A year after the Iraqi government reclaimed control of Mosul from the Islamic State, about a third of the city’s internally displaced residents are at risk of facing a “second displacement” due to eviction, Norwegian Refugee Council spokesperson Tom Peyre-Costa told The Globe Post on Monday.
More than 380,000 people in and around Mosul are still displaced, and over 90 percent of the Western part of the city lies in ruins, according to a report issued from the NRC on Thursday.
With the majority of the city’s infrastructure yet to be repaired, unemployment rates remain high, and 32 percent of displaced families who have found permanent housing are at risk of being evicted, Peyre-Costa said.
“If evicted, [families] go in second displacement either back to IDP camps around Mosul, or they find another shelter out of the camps,” Peyre-Costa said. “It can be an abandoned house or any kind of shelter, most of the time with no access to basic services such as water, electricity etc.”
According to Peyre-Costa, about 11 percent of families in Mosul are currently living in abandoned, damaged or unfinished homes. For families who have found standard housing, the majority share homes with other families; on average three-per-household.
“Most of the time several families share the same home, even sometimes several families are crammed in one single room,” Peyre-Costa said.
The NRC estimates that the average cost of rent in Mosul is 140,000 Iraqi dinars or approximately 117 U.S. dollars-per-month. With over 80 percent of Mosul’s youth unemployed, many Mosul residents are finding it difficult to afford housing, Peyre-Costa said.
Besides squatting in abandoned homes, the only other recourse for evicted Mosul families is IDP camps with limited resources that are scattered around Ninewa province. The NRC operates a camp in Hammam al Aliel, and the United Nations and the Iraqi government operate four other camps in the region.
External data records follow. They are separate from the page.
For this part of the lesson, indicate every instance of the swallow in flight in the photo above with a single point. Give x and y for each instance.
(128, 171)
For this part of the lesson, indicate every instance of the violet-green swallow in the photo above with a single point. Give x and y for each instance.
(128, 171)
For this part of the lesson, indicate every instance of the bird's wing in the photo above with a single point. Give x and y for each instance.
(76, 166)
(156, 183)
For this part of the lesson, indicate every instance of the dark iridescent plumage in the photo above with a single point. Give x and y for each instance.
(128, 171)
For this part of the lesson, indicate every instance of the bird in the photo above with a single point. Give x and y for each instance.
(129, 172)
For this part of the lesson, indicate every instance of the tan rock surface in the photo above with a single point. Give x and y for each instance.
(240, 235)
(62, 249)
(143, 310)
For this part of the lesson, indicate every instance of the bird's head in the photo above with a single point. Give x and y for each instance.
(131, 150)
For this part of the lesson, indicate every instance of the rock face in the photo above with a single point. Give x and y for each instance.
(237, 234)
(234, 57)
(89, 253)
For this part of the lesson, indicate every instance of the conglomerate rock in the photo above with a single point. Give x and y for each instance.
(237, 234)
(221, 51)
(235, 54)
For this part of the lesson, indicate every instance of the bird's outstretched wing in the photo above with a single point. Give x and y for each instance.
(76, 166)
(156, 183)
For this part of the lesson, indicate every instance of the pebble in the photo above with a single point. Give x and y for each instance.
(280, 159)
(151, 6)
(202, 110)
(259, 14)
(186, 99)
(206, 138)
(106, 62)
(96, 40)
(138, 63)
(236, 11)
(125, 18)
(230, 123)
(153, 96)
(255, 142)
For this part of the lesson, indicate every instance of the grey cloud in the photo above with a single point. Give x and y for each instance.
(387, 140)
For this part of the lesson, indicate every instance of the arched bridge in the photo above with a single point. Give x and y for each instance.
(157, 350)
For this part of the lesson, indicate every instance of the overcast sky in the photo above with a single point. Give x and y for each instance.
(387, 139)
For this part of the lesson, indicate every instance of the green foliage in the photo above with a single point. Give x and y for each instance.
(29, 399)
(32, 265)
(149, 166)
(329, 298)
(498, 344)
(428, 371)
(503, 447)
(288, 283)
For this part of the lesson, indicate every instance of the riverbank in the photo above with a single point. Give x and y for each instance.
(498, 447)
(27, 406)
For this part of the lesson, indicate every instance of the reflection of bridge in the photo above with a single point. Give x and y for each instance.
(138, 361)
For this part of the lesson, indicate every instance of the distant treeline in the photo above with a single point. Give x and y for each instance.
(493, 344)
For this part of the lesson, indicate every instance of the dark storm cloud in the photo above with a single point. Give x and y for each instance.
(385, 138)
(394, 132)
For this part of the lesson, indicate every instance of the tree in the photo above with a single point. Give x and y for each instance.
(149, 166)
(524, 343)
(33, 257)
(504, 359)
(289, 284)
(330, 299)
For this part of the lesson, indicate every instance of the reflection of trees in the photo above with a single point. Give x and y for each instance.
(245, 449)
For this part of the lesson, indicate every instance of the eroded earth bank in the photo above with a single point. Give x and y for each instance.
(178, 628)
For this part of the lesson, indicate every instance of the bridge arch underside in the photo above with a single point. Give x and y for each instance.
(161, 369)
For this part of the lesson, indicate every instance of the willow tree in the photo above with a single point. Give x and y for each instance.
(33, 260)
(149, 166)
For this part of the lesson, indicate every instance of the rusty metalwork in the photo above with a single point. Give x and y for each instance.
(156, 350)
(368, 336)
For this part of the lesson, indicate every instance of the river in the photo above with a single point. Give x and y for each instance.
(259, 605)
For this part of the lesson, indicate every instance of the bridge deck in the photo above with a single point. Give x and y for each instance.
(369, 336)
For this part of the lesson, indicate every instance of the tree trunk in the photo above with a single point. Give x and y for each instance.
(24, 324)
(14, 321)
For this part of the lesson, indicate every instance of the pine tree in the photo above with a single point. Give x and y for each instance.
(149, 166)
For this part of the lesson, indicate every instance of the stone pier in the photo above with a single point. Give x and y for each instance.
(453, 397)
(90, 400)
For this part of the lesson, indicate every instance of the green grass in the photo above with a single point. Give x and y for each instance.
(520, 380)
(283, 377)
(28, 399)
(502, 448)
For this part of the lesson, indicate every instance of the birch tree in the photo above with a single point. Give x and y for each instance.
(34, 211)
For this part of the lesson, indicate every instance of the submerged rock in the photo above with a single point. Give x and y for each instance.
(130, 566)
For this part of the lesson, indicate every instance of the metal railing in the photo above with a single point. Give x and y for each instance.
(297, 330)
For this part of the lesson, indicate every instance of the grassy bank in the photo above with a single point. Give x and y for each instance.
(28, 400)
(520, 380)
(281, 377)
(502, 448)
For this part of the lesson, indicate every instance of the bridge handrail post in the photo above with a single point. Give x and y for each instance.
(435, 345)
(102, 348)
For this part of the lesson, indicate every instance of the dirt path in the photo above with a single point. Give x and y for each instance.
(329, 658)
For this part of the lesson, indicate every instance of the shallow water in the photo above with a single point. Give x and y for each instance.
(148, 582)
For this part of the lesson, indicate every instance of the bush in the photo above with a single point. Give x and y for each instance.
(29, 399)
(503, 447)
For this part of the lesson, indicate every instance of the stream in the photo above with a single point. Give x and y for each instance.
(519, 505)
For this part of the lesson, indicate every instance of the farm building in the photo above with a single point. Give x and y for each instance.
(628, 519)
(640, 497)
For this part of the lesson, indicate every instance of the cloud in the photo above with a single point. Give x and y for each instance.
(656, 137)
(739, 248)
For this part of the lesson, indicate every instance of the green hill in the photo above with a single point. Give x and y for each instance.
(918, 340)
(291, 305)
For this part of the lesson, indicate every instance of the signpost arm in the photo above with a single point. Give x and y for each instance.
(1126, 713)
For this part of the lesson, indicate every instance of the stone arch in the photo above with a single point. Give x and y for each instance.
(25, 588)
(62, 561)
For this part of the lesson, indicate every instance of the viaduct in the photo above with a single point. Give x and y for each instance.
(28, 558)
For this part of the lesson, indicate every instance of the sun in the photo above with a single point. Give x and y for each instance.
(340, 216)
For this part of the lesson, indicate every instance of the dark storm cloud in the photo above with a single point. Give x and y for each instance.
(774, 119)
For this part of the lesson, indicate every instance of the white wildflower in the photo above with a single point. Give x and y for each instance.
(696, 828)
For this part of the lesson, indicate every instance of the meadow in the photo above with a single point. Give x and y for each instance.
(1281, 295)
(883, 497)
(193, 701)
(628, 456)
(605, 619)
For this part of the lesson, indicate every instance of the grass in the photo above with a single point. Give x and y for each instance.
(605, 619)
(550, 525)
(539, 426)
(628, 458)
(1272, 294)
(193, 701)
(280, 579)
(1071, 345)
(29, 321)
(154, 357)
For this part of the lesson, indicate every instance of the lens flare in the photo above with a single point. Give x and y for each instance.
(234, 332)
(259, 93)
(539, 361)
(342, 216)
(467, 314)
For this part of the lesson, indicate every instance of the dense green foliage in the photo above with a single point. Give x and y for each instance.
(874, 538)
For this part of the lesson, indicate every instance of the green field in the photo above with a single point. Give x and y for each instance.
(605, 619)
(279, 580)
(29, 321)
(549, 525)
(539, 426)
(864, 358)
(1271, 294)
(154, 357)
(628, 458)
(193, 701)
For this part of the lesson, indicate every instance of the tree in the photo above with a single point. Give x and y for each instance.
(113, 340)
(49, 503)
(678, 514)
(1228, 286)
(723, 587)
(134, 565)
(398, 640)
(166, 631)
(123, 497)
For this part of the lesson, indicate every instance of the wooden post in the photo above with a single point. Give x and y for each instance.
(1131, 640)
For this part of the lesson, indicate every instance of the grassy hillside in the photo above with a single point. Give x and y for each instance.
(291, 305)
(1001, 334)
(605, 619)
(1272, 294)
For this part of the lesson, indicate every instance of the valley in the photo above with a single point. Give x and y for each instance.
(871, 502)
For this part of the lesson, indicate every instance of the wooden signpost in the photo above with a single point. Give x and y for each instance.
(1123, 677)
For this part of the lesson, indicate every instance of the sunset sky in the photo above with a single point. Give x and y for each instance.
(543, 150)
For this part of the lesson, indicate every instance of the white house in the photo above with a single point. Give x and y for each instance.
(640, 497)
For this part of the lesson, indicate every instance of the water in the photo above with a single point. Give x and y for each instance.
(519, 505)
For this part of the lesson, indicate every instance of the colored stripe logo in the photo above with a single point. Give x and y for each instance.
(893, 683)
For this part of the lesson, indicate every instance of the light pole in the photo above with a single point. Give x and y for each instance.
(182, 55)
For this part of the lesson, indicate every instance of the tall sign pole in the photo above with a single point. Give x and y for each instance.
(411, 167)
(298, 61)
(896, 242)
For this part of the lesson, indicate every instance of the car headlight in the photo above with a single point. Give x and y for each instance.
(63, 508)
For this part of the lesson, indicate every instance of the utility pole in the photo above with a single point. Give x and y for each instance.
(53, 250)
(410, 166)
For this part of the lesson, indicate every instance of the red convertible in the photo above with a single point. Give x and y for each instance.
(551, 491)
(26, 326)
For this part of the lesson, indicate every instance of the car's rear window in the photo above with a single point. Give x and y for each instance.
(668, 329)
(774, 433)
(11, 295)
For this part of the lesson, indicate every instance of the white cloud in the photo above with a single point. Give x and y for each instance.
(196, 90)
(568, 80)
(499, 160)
Between January and April, 6,736 new families arrived in IDP camps in and around Mosul, according to NRC data. About half of those families listed “no access to livelihood” or “no money to pay rent or purchase food” as their reason for residing in the camps.
Peyre-Costa said that the NRC is launching programs to help rebuild houses, schools and other infrastructure throughout Mosul. He said the organization is also funding efforts to train teachers and counsel children who have undergone trauma. But with limited resources, much of these tasks have fallen to the people of Mosul themselves, Peyre-Costa said.
“Most of the support comes from the people themselves,” the owner of a bakery in Western Mosul told the NRC.
In Thursday’s report, the NRC’s Iraq Country Director Wolfgang Gressmann slammed the international community for its “very nominal” response to the humanitarian situation in Mosul.
“It’s unthinkable that families who have been suffering for years under Islamic State group are now suffering because of the lack of international support,” Gressmann said. “Without financial support, Iraq will remain plagued by instability and despair.”